Realitenin tüm parçaları birbirine bağlı olmakla kalmazlar, onlar doğru bir şekilde bağlıdırlar. Dünyamızdaki mineral, bitkiler ve hayvanlar, içlerinde yazılımı olan doğa kanunlarına göre çalışır ve seçme özgürlüğüne sahip değildir. Kurtlar başka hayvanları yedikleri için kötü değildirler ve geyikler başka hayvanlarla değil bitkilerle beslendikleri için iyi değildirler. Aslında, etoburlar olmasaydı, otoburlar sağlıksız hale gelir, aşırı nüfus yapar, üzerinde yaşadıkları bitkileri tüketir ve sonunda, doğa, onların nüfusunu dengelemek için başka bir yol bulacağından acı çeker ve ölürlerdi. Doğaya baktığınızda, her unsurun tüm sistemin bütünlüğünü garanti ettiğini, mükemmel bir dengeyi koruduğunu fark edersiniz.

Doğanın tamamında tek bir istisna vardır: İnsan. İnsanlar, doğada herhangi bir şeye karşı ilgisizmiş gibi davranabilen ve bir süreliğine ondan sıyrılan tek unsurdur. Şimdiye kadar doğaya karşı savaştık, güçlendik ve son iki yüzyıldır neredeyse onu yeneceğimizi düşündük. Daha da kötüsü, birbirimize karşı savaştık ve birbirimize duyduğumuz nefret, rakiplerimizi geride bırakmak için doğanın hazinelerini madencilik, sondaj ve kesme yarışımızda, doğayı daha da mahvetmemize neden oldu.

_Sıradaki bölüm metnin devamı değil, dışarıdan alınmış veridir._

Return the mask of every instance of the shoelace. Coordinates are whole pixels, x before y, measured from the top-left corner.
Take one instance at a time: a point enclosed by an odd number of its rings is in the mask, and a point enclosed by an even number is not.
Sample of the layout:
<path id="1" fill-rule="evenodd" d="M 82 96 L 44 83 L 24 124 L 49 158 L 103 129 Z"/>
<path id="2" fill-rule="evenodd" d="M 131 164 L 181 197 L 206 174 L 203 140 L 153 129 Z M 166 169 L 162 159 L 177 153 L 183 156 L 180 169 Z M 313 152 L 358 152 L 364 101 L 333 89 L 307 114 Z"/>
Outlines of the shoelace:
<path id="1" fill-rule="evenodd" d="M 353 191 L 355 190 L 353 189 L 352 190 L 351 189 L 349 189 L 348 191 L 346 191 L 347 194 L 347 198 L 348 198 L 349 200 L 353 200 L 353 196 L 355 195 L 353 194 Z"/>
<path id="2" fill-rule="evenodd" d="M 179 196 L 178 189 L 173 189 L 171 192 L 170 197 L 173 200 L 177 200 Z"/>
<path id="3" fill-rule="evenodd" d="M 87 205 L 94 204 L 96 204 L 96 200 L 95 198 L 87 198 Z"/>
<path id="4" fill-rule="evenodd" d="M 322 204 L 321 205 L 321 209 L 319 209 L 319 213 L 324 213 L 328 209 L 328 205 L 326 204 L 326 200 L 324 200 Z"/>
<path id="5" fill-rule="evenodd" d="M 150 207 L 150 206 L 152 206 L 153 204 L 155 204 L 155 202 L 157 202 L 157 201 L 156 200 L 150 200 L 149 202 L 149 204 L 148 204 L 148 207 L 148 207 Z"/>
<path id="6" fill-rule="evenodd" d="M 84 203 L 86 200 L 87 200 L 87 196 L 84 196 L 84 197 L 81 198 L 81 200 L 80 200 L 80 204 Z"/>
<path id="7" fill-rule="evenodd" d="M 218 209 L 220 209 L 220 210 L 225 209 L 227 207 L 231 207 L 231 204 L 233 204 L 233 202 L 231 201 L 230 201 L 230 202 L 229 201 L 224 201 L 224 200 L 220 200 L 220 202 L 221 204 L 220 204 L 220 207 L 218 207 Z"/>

COVID-19 bizi aniden durdurdu, ekonomiyi engelledi. Nefretimiz ve sömürümüz, başkalarını yönetme ve aşağılama arzumuz doğaya o kadar zarar verdi ki,  doğa doğal bir çözüm oluşturdu: Yeni Koronavirüs. Tüm kollarıyla ülkelerin birbirlerine karşı yürüttüğü veya yürütmeyi planladığı silahlanma yarışını ve düşmanlıkların çoğunu durdurdu ve hatta bizi diğer insanlardan uzaklaştırdı, böylelikle düşman işyerlerinin veya rekabetçi eğitimin gerilimlerine tahammül etmek zorunda kalmayacağız.

Ancak sistemi görmediğimiz için, virüsün ortaya çıkmasına neden olanın bizim nefretimiz olmadığını düşünüyoruz; ortaya çıkmasına neden olanın – nefret ettiğimiz – bir şey veya başka biri olduğunu düşünüyoruz. Yanılıyoruz. Bunu yaratan, birbirimize karşı kendi tutumlarımız ve rotayı tersine çevirmezsek, yakında diğer zararlı unsurlar ortaya çıkacak.

Dünyanın güneş etrafında döndüğü iddiasını geri almak zorunda kaldığı zaman, Galileo Galilei “E pur si muove” (“Her şeye rağmen dünya dönüyor”) demiştir. Bugün onun haklı olduğunu biliyoruz. Ama birbirimize olan nefretimizi ilgilendiren gerçekler söz konusu olduğunda, Galilei’nin işkencecileri kadar cahil ve inatçıyız. Bu utanç vericidir çünkü dünyanın güneş etrafındaki yörüngesi önemlidir, ancak nefretin hastalıkları yarattığı gerçeği kadar önemli değildir. Eski gerçeğin cehaleti utanç verici; sonraki gerçeğin cehaleti ise hayatlarımıza mal olabilir.